# U.S.S Independence (LCS-2) - A triple hulled, weapon-laden monster



## TheWookie (Aug 2, 2009)

A couple of these should be able to easily clean all the pirates out of the Indian Ocean... 


















Been hearing rumblings about the U.S. Navy's triple-hulled ships, but here's one that was launched last month, the U.S.S Independence.  Built by General Dynamics, it's called a "littoral combat ship" (LCS), and the tri-maran can move huge weapons around faster than any ship in the Navy.

Ironic that with all that high tech built in, the ship reminds me of the Merrimac ironclad from Civil War days.

Littoral means close to shore, and that's where these fleet-hulled babies will operate, tailor-made for launching helicopters and armored vehicles, sweeping mines and firing all manner of torpedoes, missiles and machine guns.

These ships were designed to be relatively inexpensive _so this one's a bargain at $208 million and the navy plans to build *55* of them._

This tri-maran is the first of the new fire-breathing breed, ready to scoot out of dry dock at a rumored 60 knots. It's like a speedy and heavily-armed aircraft carrier for helicopters.


----------



## 08steeda (Aug 3, 2009)

Holy Crap that looks way scary!!!!

That thing looks like it belongs in Space!!!


----------



## HoosierAnnie (Aug 3, 2009)

08steeda said:


> That thing looks like it belongs in Space!!!



There's a reason all the masters of Sci Fi have always used naval rank and protocols for their spoce fleets.  ;)


----------



## JBS (Aug 16, 2009)

That ship is almost awesome enough to make being in the Navy a cool thing.


Just kiddin';)  No ship is that awesome.


----------



## SgtUSMC8541 (Aug 16, 2009)

JBS said:


> That ship is almost awesome enough to make being in the Navy a cool thing.
> 
> 
> Just kiddin';) No ship is that awesome.


 
Navy is cool!  They help bring Marines to the fight!:confused:


----------



## Pete S (Aug 16, 2009)

Very cool.
In profile it looks like a Strider designed knife.
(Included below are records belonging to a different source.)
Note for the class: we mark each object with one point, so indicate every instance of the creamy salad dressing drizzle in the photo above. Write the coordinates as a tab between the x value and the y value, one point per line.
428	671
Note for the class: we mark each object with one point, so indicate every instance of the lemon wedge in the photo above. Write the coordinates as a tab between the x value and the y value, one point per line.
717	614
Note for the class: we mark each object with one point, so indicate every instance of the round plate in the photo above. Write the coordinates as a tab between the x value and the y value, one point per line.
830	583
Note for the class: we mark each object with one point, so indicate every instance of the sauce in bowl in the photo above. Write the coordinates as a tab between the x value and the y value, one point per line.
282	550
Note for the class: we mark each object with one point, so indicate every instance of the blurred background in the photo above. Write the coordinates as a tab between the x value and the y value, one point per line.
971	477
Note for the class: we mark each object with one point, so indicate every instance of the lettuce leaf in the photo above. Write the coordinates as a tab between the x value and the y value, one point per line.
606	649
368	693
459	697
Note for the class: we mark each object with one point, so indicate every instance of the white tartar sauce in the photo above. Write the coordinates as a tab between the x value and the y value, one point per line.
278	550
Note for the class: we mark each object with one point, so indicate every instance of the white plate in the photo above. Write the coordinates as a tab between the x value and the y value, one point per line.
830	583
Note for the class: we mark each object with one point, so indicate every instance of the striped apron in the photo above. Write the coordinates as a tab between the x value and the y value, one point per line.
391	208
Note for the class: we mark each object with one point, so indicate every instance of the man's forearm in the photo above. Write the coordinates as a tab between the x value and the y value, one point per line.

May be a result of technology prac apped by the Sea Shadow.
Now that was a ship that looked like the CSS Virginia. 



JBS said:


> That ship is almost awesome enough to make being in the Navy a cool thing.
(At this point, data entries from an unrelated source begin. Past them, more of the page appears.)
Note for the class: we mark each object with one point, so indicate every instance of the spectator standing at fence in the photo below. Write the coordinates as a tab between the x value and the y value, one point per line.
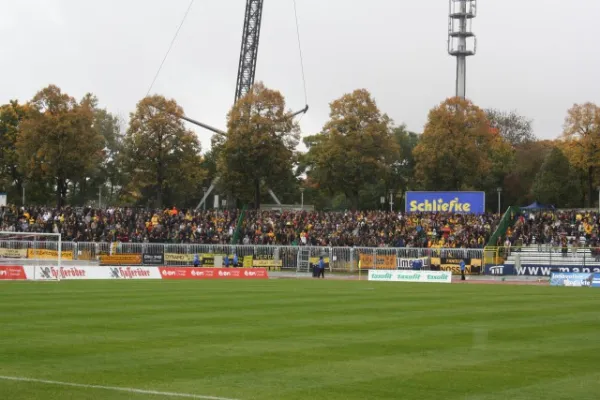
321	268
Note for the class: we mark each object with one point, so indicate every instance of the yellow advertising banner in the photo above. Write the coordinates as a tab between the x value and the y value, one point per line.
174	257
85	255
377	261
13	253
472	265
43	254
121	259
267	263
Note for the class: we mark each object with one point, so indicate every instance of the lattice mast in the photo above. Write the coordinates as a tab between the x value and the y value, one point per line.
462	42
249	51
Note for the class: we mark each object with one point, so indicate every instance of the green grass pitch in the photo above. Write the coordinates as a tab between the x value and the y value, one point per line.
299	339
Allowing beards as a part of the uniform is the only thing that will do that. >:{


----------



## tova (Aug 17, 2009)

Sweet


----------



## JBS (Aug 19, 2009)

SgtUSMC8541 said:


> Navy is cool!  They help bring Marines to the fight!:confused:



I'm just joking of course.


----------



## JBS (Aug 22, 2009)

> These ships were designed to be relatively inexpensive _so this one's a bargain at $208 million and the navy plans to build *55* of them._



Relatively speaking, that is incredibly inexpensive.

Someone did something right with this vessel.


----------